Radeon / GeForce performance question

This thread is very funny.
I wonder if it belongs in “OpenGL advanced coding” but it’s funny.

Humus and Sylvain, get a life you both. Terms like Nvidiot etc maybe acceptable in some fanboyish site, but not here.

This thread is officially sucks…

Jack

yeah, sucks somehow, but anyways, the stats shows some simple fact:
radeon is **** or radeondriver is ****…
i dont think radeon is ****, so it has to be the driver

AND
the nvidiadrivers have now new CopyTexSubImage routines, the old ones where much slower… and i know BigB uses the new drivers…

CopyTexSubImage means copieing memory, and in the softwarerenderer its no big stress cause there its in fact nearly a simple memcpy dont take so much time…

Originally posted by Gorg:
[b]I am not going to add to this senseless and very childish discussion but I though Matt was clear about extensions a while ago. This is how I understood it:

when a vendor creates an extension, then call it with their company id. If other vendors come to them an says : hey! this extension is cool, I want to help doing it, then it becomes and EXT.

If the review board say : hey this extension is cool and generic enough, we will make it ARB.

oh, and having an NV or ATI on an extension doesn’t stop another vendor from using it.
[/b]

Sure, but if it’s proprietary they can’t implement it nor promote it too ARB regardless of how cool it is.
That just kills the whole idea of an open API.

Originally posted by JackM:
[b]Humus and Sylvain, get a life you both. Terms like Nvidiot etc maybe acceptable in some fanboyish site, but not here.

This thread is officially sucks…

Jack[/b]

Sorry, but I just don’t like when people base their opinion on a single test and start to bash the card and/or the driver team without trying to find the source of the problems which most likely lies somewhere within their own code. When I experience a problem I try to find the source of it. When the source is found I correct it if it’s within my own code and if it resides in the drivers I notify the driver developement team. During the 6 month I’ve owned my Radeon it’s only been two times I’ve found a problem that wasn’t my own code. Both times I notified the driver team and got good feedback. The first time it wasn’t even a driver bug but rather a hardware limitation I was unaware of, and the second time the bug got fixed quite quickly.
You can certainly not expect the driver team to fix bugs they are unaware of.
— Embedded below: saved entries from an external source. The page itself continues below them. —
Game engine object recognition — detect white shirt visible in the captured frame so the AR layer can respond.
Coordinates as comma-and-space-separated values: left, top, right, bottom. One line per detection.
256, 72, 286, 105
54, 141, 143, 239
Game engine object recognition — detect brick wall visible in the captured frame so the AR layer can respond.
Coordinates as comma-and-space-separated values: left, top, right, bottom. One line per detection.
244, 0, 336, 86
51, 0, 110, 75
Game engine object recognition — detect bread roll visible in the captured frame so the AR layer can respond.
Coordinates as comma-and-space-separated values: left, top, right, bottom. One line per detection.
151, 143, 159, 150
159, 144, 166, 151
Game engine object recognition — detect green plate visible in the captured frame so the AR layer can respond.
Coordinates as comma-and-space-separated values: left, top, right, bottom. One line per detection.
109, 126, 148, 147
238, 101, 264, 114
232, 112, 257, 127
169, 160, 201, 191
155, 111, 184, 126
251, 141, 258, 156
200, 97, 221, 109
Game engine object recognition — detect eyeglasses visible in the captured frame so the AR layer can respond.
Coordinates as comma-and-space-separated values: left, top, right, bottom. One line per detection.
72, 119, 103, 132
When I posted this topic I was hoping that one of the ATI guys might pick up the demo and give some insight into the problem. The original question was a serious one.

Originally posted by davepermen:
[b]yeah, sucks somehow, but anyways, the stats shows some simple fact:
radeon is **** or radeondriver is ****…
i dont think radeon is ****, so it has to be the driver

AND
the nvidiadrivers have now new CopyTexSubImage routines, the old ones where much slower… and i know BigB uses the new drivers…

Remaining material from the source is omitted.